Before long, McFarlane had basic structure and chords for a handful of songs and was ready to start recording, but his main collaborator, Matt Drenik, had moved to California.
“My phone was packed with voice memos. Melodies would come to me while I slept, and I’d sit up, grab my phone, hum a little fragment, then back to sleep. Most of the time I wouldn’t even remember what it was til the next morning.”
With fragments of songs cluttering his voice memo box and arrangements beginning to fill notebook pages, McFarlane just needed someone to help form these into a record.
Enter Ivan Howard. Having provided backup vocals on the Far Lands debut LP, he joined the “touring” band on bass. And since Drenik’s departure, Howard had stepped in as McFarlane’s artistic counterpart. So when the fragments started to overflow, he seemed to be a natural fit for helping McFarlane take these scattered songs into fully realized soundscapes.
“Andy read me a poem, and it floored me,” Howard says. “It was so raw and honest and magical, like when I first heard Neil Young. I knew he had to put these on a record, and I knew I wanted to do it.”
McFarlane, for his part, is equally effusive. “To have someone like Ivan Howard believe in your stuff is really wonderful. We sat and worked on songs for months in his home studio, letting the seeds take hold.
Howard’s list of collaborations is long and head turning.

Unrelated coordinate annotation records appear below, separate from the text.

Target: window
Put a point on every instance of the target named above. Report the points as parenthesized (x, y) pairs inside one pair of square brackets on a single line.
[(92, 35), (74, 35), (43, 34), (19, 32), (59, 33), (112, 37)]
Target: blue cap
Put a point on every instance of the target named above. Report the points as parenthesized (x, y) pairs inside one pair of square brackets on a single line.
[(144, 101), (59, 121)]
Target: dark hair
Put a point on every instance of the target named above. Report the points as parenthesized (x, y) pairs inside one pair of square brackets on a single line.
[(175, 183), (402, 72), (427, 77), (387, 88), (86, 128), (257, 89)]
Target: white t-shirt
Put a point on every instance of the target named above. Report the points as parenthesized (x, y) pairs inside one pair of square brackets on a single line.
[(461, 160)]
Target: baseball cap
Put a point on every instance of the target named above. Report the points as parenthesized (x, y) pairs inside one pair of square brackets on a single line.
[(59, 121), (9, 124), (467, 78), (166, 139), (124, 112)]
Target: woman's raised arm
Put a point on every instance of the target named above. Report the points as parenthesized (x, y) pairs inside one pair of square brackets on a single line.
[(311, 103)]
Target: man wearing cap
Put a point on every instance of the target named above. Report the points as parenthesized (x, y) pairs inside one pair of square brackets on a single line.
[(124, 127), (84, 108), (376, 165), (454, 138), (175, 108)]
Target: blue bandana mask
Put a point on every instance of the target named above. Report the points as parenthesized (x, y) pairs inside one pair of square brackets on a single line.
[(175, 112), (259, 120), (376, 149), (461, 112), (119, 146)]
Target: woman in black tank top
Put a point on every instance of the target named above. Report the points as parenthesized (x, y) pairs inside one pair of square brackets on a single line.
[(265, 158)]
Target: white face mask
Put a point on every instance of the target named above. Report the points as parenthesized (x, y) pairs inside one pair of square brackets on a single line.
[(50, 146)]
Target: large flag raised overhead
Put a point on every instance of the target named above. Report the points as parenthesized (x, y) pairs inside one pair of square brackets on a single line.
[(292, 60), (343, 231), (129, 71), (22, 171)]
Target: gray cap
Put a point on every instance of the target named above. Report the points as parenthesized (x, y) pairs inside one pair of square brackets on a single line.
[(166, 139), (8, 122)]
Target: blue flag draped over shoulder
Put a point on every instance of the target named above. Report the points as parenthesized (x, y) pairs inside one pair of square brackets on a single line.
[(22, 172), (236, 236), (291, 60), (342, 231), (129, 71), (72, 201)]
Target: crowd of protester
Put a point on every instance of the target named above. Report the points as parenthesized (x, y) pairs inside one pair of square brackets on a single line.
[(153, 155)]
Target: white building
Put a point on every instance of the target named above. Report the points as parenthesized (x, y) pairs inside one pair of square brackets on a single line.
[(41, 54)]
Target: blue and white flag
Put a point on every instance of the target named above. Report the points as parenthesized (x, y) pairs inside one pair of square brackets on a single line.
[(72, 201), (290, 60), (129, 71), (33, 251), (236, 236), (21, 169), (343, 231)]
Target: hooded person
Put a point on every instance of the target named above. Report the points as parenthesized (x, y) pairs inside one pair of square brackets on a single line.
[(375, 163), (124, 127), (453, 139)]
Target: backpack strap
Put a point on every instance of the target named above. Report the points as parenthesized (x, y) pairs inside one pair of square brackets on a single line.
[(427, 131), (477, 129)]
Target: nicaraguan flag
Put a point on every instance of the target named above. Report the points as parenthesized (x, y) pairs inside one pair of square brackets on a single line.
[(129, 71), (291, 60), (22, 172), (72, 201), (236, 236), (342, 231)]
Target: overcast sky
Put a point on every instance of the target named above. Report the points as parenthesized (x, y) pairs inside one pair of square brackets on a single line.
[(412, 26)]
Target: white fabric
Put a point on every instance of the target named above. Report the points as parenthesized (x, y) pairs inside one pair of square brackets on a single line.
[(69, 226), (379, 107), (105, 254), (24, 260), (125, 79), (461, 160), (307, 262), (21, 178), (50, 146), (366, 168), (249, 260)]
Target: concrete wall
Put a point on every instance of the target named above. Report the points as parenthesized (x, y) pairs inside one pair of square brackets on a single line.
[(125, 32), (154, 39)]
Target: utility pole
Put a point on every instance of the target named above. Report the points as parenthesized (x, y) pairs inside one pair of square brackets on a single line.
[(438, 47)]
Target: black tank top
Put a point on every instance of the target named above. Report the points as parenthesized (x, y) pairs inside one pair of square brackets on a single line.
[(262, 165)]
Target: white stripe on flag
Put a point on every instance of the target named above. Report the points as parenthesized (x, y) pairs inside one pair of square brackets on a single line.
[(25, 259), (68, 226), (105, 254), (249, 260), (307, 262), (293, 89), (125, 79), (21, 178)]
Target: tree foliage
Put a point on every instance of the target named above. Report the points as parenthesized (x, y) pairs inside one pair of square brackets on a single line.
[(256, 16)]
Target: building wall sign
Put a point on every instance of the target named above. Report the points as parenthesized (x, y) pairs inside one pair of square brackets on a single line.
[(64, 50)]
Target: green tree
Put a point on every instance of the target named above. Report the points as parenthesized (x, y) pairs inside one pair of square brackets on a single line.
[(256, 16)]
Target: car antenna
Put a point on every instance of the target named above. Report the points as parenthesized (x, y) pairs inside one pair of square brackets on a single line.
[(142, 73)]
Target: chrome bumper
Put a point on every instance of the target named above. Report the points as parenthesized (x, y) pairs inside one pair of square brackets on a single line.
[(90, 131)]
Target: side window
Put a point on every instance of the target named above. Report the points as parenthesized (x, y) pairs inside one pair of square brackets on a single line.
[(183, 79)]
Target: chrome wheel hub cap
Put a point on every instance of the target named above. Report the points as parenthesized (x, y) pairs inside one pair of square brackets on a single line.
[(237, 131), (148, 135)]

It’s not every day that the same person who shows up to the studio to offer some backing vocals is the same person that happens to be a collaborator of Justin Vernon’s (Bon Iver, GANYS), and flew to Vernon’s studio to cut vocals on a Kanye West track.
Howard and McFarlane entered the studio, keeping many of the core players from the last album, while tapping Howard’s rolodex for new talent (Alexandra Savior, Mel Guérison).
Howard busts a big smile, “every night, we’d eat dinner and just have fun as a creative crew.”
Where “Oh, What an Honor, Oh, What a Drag” was paired down and singular in focus, “There Be Monsters” is sprawling and expansive, the technicolor tonal palettes shifting moods throughout, the usual guitars and synths augmented by soulful horns or lush strings.
But the creative simplicity of recording stood in stark contrast to the developing situation in Portland, with the COVID-19 pandemic being compounded by scattered protests and calls for racial justice. The album's themes of exploring the unknown, both externally and internally, started to take on a different tone as 2020 wound on. As the sessions drew to a close and the album became ready for release, McFarlane sat back and took stock.
“Releasing the album (in 2020) didn’t feel right,” he says. “My story wasn’t the one the world needed to hear.
Frankly, not much has changed. The world is still aimless and unsettled, the disease still rages, and things are still tough, but it’s time for the world to hear McFarlane’s second act; one of love, growth and change.
It’s a reminder to navigate these trying days with an open heart, and take comfort in the ever-expanding unknown, because maybe you’ll end up in an ice storm that will change your life.